Le président Zaïdani aspergé de purin de zébu dans l’hémicycle. L’opération commando de quatre jeunes agriculteurs avait fait grand bruit en janvier. Ils ont été condamnés ce matin à l’audience correctionnelle.
Ils étaient quatre à comparaître, poursuivis pour «avoir fertilisé le président du conseil général à l’aide d’un support organique», le 22 janvier dernier. Dans cette affaire, on ne parle pas d’engrais chimique… «A Mayotte, on fait du bio !» s’amuse Me Matoir.
Dans l’hémicycle Younoussa Bamana, les quatre hommes avaient surgi avec des bouteilles remplies de purin de zébus et en avaient déversé sur Daniel Zaïdani. Les quatre hommes sont membres du syndicat des jeunes agriculteurs, l’un d’eux est le président, deux autres sont trésoriers adjoints.
Une fois n’est pas coutume, le président Ballu juge bon de faire un préambule à l’instruction de l’affaire. Pour lui, cette affaire revêt un caractère symbolique et pose «des questions de principe». Jusqu’où peut-on aller dans une action syndicale ? A-t-on le droit de souiller les lieux de la démocratie et, à Mayotte, le lieu symbolique de la démocratie par excellence qu’est l’hémicycle qui porte lui aussi un nom qui résonne dans l’Histoire du département?
Les moyens de la lutte
Le premier agriculteur a rempli les bouteilles avec les effluents d’élevage de ses zébus. Le second a transporté l’équipe dans sa voiture et les deux derniers ont aspergé le président.
Les quatre n’ont aucun casier judiciaire mais un mois avant l’agression présidentielle, ils avaient déjà mené une attaque au conseil général en déversant de la bouse de vache au pied des bureaux de plusieurs élus de la collectivité.
«Depuis deux ans, nous avons pris la décision de ne plus jeter des aliments devant des préfecture ou des services du conseil général pour protester, parce que dans le monde, des gens sont dans la famine. Choisir du fumier, c’était une action forte parce que derrière, à Mayotte, il y a des agriculteurs qui souffrent, qui sont dans la misère.»
«Le tribunal ne remet pas en question le contenu du message que vous souhaitiez faire passer, ce n’est pas son rôle», indique le président. «Ce sont les moyens de la lutte qui sont en cause, des moyens non violents existent et certains sont d’ailleurs restés dans l’Histoire de Mayotte.»

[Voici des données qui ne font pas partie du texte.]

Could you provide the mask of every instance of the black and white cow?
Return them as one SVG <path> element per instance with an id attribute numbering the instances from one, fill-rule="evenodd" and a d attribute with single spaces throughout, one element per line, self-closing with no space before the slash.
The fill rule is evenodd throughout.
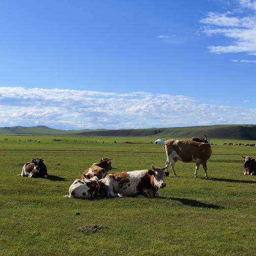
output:
<path id="1" fill-rule="evenodd" d="M 47 168 L 43 158 L 32 158 L 31 162 L 24 164 L 21 172 L 22 177 L 47 178 Z"/>

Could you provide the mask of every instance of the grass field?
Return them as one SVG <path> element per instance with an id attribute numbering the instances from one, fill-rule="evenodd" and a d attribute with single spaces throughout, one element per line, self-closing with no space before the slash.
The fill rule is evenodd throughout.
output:
<path id="1" fill-rule="evenodd" d="M 63 196 L 93 163 L 114 158 L 113 171 L 163 166 L 162 146 L 153 137 L 55 138 L 0 136 L 0 255 L 256 255 L 256 176 L 243 175 L 241 155 L 256 157 L 256 148 L 223 146 L 255 142 L 212 141 L 209 179 L 178 162 L 179 177 L 167 179 L 161 198 L 83 200 Z M 45 159 L 49 178 L 17 175 L 32 158 Z"/>

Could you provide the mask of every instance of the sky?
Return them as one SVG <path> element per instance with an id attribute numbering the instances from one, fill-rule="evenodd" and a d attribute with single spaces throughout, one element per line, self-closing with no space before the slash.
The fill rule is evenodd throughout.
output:
<path id="1" fill-rule="evenodd" d="M 0 127 L 256 124 L 256 0 L 1 0 Z"/>

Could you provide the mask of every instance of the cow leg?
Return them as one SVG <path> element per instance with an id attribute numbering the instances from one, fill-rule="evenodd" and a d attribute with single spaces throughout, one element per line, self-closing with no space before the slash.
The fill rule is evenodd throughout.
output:
<path id="1" fill-rule="evenodd" d="M 203 167 L 204 170 L 204 174 L 205 175 L 205 178 L 206 179 L 207 179 L 208 178 L 208 176 L 207 174 L 207 165 L 206 165 L 206 163 L 203 164 Z"/>
<path id="2" fill-rule="evenodd" d="M 194 177 L 197 177 L 197 171 L 199 169 L 199 166 L 200 166 L 200 163 L 197 163 L 195 165 L 195 171 L 194 172 Z"/>
<path id="3" fill-rule="evenodd" d="M 172 163 L 172 160 L 175 157 L 175 153 L 176 153 L 176 152 L 173 152 L 172 154 L 171 154 L 171 155 L 169 155 L 168 156 L 167 156 L 167 160 L 166 160 L 166 161 L 165 162 L 165 166 L 167 166 L 166 170 L 165 170 L 165 172 L 169 172 L 169 167 L 170 166 L 170 163 L 171 166 L 172 167 L 172 172 L 173 173 L 173 175 L 176 175 L 175 173 L 175 169 L 174 168 L 175 162 Z"/>
<path id="4" fill-rule="evenodd" d="M 171 161 L 171 168 L 172 169 L 172 173 L 173 173 L 173 175 L 175 176 L 177 176 L 177 174 L 175 172 L 175 168 L 174 167 L 174 165 L 175 164 L 175 161 L 173 160 L 173 159 Z"/>

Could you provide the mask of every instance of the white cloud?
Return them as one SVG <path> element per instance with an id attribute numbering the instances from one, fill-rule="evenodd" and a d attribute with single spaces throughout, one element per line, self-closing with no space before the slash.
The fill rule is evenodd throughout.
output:
<path id="1" fill-rule="evenodd" d="M 159 35 L 158 37 L 159 38 L 169 38 L 170 36 L 169 35 Z"/>
<path id="2" fill-rule="evenodd" d="M 210 12 L 200 20 L 208 36 L 220 34 L 232 40 L 227 45 L 209 46 L 211 52 L 256 54 L 256 1 L 239 0 L 238 3 L 239 12 Z"/>
<path id="3" fill-rule="evenodd" d="M 248 63 L 256 63 L 256 60 L 231 60 L 231 61 L 233 62 L 247 62 Z"/>
<path id="4" fill-rule="evenodd" d="M 255 108 L 200 104 L 185 96 L 0 87 L 1 126 L 82 129 L 256 123 Z"/>

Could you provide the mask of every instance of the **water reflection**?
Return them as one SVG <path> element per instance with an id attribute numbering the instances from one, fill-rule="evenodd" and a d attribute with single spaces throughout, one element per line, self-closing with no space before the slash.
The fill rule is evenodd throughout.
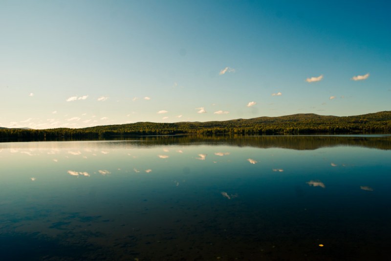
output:
<path id="1" fill-rule="evenodd" d="M 391 150 L 389 138 L 373 138 L 382 144 L 0 143 L 0 251 L 18 246 L 24 260 L 386 260 Z"/>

Attentat contre la démocratie
«Un geste de lâcheté», pour Nadjim Ahamada, l’avocat du président qui n’assistait pas à l’audience. «Pour moi, ce n’est pas une action syndicale. Le président du conseil général représente tous les Mahorais et lorsque vous l’agressez, vous vous en prenez à tous les Mahorais», fait-il valoir, ne demandant qu’un euro de dommages et intérêts symboliques en signe d’apaisement.
«Est-ce que vous l’auriez fait contre vos pères si vous n’étiez pas d’accord sur la façon de s’occuper de la famille ?» interroge le procureur Alik. «C’est une sorte d’attentat contre la démocratie», lance-t-il, avant de requérir un mois de prison avec sursis et six mois d’interdiction des droits civiques.
Les difficultés du monde paysan
Les deux avocats des jeunes agriculteurs, Me Mattoir et Me Andjilani, vont rappeler le contexte et la vie des jeunes agriculteurs à Mayotte qui se sentent «abandonnés» par le conseil général. Ils reviennent sur ces terres que le conseil général «ne distribuerait qu’aux amis» et pas à ceux qui pourraient les exploiter. Ils racontent les difficultés pour décrocher des subventions. Bref, ils expliquent le geste sans rien minimiser de sa gravité. L’un et l’autre vont demander une dispense de peine qu’ils n’obtiendront pas.
Le président Ballu va finalement condamner les 4 hommes à 120 heures de travail d’intérêt général à effectuer en 18 mois. Le président Zaïdani se voit aussi accorder un euro de dommages et intérêts symboliques.
La peine ne sera pas inscrite sur le casier judiciaire B2 des prévenus, leur permettant de continuer à déposer des dossiers de subventions.
Les 4 hommes ne devraient pas faire appel de la décision. Ce dossier malodorant semble à présent clos.